Onunla telefonda konuşmak yerine evine gitmeliydim. Çocukluğumun çürüdüğü evi tekrar görmek bana bir anlığına caydırıcı gelse de ben mantığımla hareket etmeyi her zaman başarabilmiştim. Eh, bana kapıyı açmayacağını biliyordum ama yine de gitmeliydim. Şahsi telefonumu çıkardığım gibi cebime koyarken gözüm odalardaki kuytu köşelere sakladığım kameralarıma takıldı. Her odada en az bir tane vardı. Yıllardır benimle beraber bu evde olan bitenleri izliyorlardı. Bunları isteyerek evime kurmuştum. Hastalığımın koyu dönemlerinde ne yaptığımı bilmediğimden, gördüklerimin gerçek mi yoksa hastalığımın çıkardığı halüsinasyonlardan mı ibaret olduğunu bana söyleyen tek dürüst şey onlardı.
Odadan çıkarken aklımda Kuzey hakkında en ufak bir endişe yoktu. Kameralara telefonumdan bağlanabiliyordum ve yolda giderken gözüm sürekli telefonda olacaktı. Deren zaten benim için bir engel olamazdı. Kar, dün tekrar yağmaya başlamıştı ve sanırım Deren karı seviyordu. Manisa'ya neredeyse hiç kar yağmıyordu. Onlar evde tatlı tatlı kar topu savaşıyla meşgulken ben o gudubet kadının yanına kendimi bertaraf olmuş gibi göstermeye gidiyordum.
Dolabın karşısına geçtiğimde kıyafetlerim gözümün önüne serildi. Uzun kollu beyaz bir kazağı vücuduma kazandırırken pantolonumu çıkarmamaya karar verdim. Siyah kot ceketi hızlıca giydim ve bir şey unutup unutmadığımı tespit etmeye çalıştım. Masada duran anahtarlarımı unutmuştum! Onları da cebime koyarken aklımı kemiren tek şey annemin beni nasıl karşılayacağıydı.
Açtığım kapıdan neredeyse burnumun dibine girmek üzere olan bir Kuzey beklemiyordum. Büyük ihtimalle içeri girmek adına kapıyı tıklatacaktı çünkü bir eli havada kalmıştı. Korkmuşa benziyordu. Kapıyı açtığımda ilk tanık olduğum şey onun ürkmesiydi.
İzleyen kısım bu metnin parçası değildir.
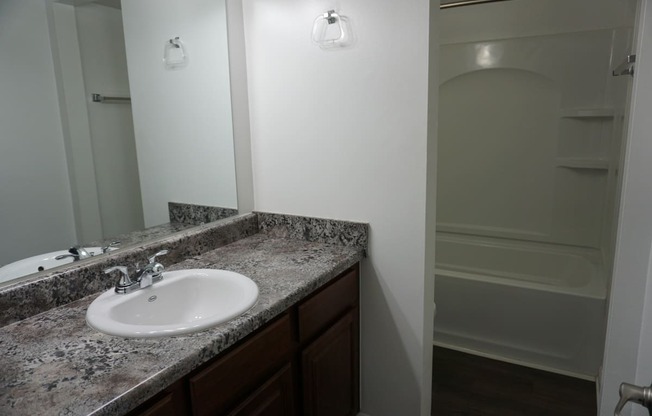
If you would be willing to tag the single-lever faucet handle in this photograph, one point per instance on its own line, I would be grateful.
(633, 393)
(112, 244)
(124, 281)
(160, 253)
"Korkma korkma," dedim alaycı bir şekilde. Onunla eğlenmek hoşuma gidiyordu. Bunun sebebi kendini zeki sanan gerzeğin tekinin beni kandırdığını düşünmesiydi. Buna her ne kadar sinirim bozulsa da şimdilik sessiz kalmam gerekiyordu. İçeri geçmesi için aşağı inmeye yeltendiğim sırada kenara çekildi ve bana yol verdi.
"Nereye gidiyorsun?" dedi. Cümlesi baştan aşağı merak kokuyordu. Ne de olsa haber vermesi gereken bir hanımefendi tepesindeydi. Sadece başımı hareket ettirerek ona bakarken ne kadar acınası olduğunu görmek kuyruğunu bana bile dokundurmayı başarmıştı. Ona acıyordum. Başıboşun tekiydi.
"Çok özletmem kendimi, merak etme."
Deren'e bakma gereği duymadan onları evimde tek başına bırakırken arabamı aramaya başladım. Onu gelişigüzel park etmiştim ve üstündeki çamurun miktarını merak ediyordum. Yıkanmaya ihtiyacı vardı. Saatlerimden başka sevdiğim bir şey varsa da o da kesinlikle arabamdı. Daha lüksünü elbette alabilirdim ama bu modele bayılıyordum.
Arabama varmama yaklaşık yirmi adım kala anahtarla kilidi açtım. Onlara son kez baktığımda Kuzey'in çoktan eve girmiş olduğunu ve kapıyı da ardımdan kapattığını gördüm. Deren de adımlarını kapıya çevirdiğine göre o da eve girecek olmalıydı. Benim iki küçük solucanım evimde uslu uslu oturacaklardı.